根据以下材料,回答21-25题
Before publishing this article, the editors asked me to declare any competing interests.This is routine practice with most journals and is intended to address the serious issue of bias in research.The problem is that after competing interests are disclosed in published research, almost nothing is done with them.
Although journals have strengthened their requirements, disclosures are still far from complete.Around half of the studies that involve investigators who hold relevant competing interests fail to declare them.The reasons are rarely the result of a deliberate attempt to mislead readers.Instead, the common causes are inconsistent requirements across journals and negligence.
Some investigators and editors may think that disclosure is a bureaucratic requirement without much practical value.In the current system, it is hard to disagree.There is no reliable guidance on what readers should do when they encounter a competing interest, and no way to know for sure whether competing interests have compromised the integrity of the research findings.Ignoring research that might be biased is clearly wasteful, but allowing it to influence decision-making without knowing whether the results can be trusted might be worse.
Competing interests can cause significant harm by diverting a research consensus away from the truth—from which it can take years to recover.And the complex relationship between the pursuit of knowledge and the pursuit of profit can make such conflicts more likely.
When studies that have competing interests are compared with studies without them, we find consistent differences in how those studies are designed and reported.Biases are hidden in subtle differences in study design, selective reporting of outcomes, and conclusions that don't match the results.It is difficult even for experts using well-developed tools to identify biases, so how can we expect readers to succeed?

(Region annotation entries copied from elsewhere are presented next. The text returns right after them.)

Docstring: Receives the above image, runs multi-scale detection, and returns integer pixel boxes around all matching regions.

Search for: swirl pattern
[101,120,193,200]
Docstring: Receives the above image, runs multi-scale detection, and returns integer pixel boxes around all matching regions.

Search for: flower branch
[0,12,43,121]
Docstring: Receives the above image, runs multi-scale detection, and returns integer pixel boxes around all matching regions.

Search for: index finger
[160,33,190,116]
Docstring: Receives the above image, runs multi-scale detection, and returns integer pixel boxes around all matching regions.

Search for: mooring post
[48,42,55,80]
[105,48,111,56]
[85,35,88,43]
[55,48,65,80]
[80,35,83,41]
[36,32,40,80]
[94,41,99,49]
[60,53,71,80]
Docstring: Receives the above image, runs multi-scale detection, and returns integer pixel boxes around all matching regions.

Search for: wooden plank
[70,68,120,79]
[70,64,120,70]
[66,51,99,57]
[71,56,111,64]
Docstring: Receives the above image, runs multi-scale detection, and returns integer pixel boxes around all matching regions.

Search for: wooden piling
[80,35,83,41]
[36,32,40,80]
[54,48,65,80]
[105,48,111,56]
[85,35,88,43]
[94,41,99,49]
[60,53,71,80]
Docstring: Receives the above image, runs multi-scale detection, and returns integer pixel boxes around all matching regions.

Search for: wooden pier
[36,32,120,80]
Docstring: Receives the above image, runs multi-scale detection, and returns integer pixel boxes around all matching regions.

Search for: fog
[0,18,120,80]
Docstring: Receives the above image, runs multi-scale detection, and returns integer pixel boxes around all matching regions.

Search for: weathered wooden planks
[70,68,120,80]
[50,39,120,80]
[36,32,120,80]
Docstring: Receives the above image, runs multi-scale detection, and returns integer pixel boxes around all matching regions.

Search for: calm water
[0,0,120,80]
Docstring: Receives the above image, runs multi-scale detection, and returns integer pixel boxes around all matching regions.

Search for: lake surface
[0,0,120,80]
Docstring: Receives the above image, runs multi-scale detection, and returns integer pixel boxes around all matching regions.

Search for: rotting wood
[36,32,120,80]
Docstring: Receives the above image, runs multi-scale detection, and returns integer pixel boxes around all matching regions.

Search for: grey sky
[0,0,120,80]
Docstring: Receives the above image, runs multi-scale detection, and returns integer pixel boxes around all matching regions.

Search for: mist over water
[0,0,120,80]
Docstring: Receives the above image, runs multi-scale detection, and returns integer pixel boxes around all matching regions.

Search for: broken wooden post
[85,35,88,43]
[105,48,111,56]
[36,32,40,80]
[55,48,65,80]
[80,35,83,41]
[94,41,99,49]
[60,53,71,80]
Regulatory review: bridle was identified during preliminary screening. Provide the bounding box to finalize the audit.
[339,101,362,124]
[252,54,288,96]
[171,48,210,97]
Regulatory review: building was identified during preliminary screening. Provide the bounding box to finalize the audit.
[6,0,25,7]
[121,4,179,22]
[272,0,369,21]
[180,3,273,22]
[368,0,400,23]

We need to move beyond occasionally publishing lists of competing interests alongside articles.We need precise, structured and comprehensive reporting of such interests so that we can treat them like any other confounder.
To achieve this, the research community should establish an online database of interests declared by researchers so that we can more precisely determine the association between competing interests and the potential for bias.It should be publicly accessible, available in formats that can be used by humans and machines alike,designed to allow for updates and corrections, and provide a way to uniquely identify researchers.Because of their distinctive openness and independence,organizations such as the US National Library of Medicine and the ORCID researcher registry are well placed to act as central locations supporting compliance and standardization.In turn, publishers,funders and institutions can introduce policies that encourage or mandate the use of a registry.
Some editors regard the competing interest disclosure system valueless because
A it might make readers ignore the whole research results.
B it gives readers little means to recognize bias in a research.
C it offers advantages that can be taken by investigators.
D it provides no guidance as how decision could be affected.